El poder es una experiencia curiosa. Para quienes ni lo apreciamos ni nos interesa, no deja de ser una forma de conocerse y conocer a los demás. Verse en el papel o ver actuar a amigos y enemigos en un puesto de mando es una manera de descubrir facetas desconocidas o de desvelar aquellas que estaban ocultas.
De repente, quien ha llegado a un puesto de responsabilidad apelando al “buenrrollismo”, al “flower power” y a qué bello es vivir cuando todos somos buenos y considerados con los demás, se descubre pasando a cuchillo a todos los que parecían aliados. Cualquier cosa antes que poner en peligro su poder.
Hay que admitir que o sirven para eso, es decir, para pegar navajazos hasta cansarse, o mejor que se dediquen a jugar a la petanca los domingos en el parque. Es mi caso.

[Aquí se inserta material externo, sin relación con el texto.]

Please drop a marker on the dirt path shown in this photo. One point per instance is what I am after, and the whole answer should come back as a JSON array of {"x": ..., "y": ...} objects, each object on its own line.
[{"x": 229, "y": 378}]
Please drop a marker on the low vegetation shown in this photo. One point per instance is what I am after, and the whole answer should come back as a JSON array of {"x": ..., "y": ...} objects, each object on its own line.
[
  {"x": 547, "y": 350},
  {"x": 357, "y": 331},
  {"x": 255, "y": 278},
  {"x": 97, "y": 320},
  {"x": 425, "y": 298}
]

El de la petanca, quiero decir.
Por eso no me extrañó el ascenso de Rubalcaba hasta conseguir no solo ser candidato frenando todo proceso de primarias con el que se les había llenado la boca hasta media hora antes en el partido, sino también conseguir dominarlo aunque fuera fraccionándolo. La verdad es que tampoco me hubiera extrañado una Chacón a cara de perro contra todo y contra todos. Entra dentro de lo razonable y más en ese contexto, pero es que de Rubalcaba me lo espero todo. Incluso buenas artes, alguna vez.
Solo lo siento por Leire Pajín a quien ubico más en los modos de Rbcb que en los de la sonrisa inocente. Lo imagino sobre todo porque desde hace mucho ya no creo en el ascenso al poder por meritocracia. En ningún ámbito, no solo en la política. Desconfío de quien es elegido para un cargo, aunque sea presidente de la comunidad de vecinos. La experiencia me demuestra que de tres casos, mi sospecha perenne me hará equivocarme en medio, ni siquiera en uno.
Por eso la caída de Pajín no me extraña aunque lo siento por el clan. De ser los Corleone dominando el mundo han pasado a los Alcántara en retirada.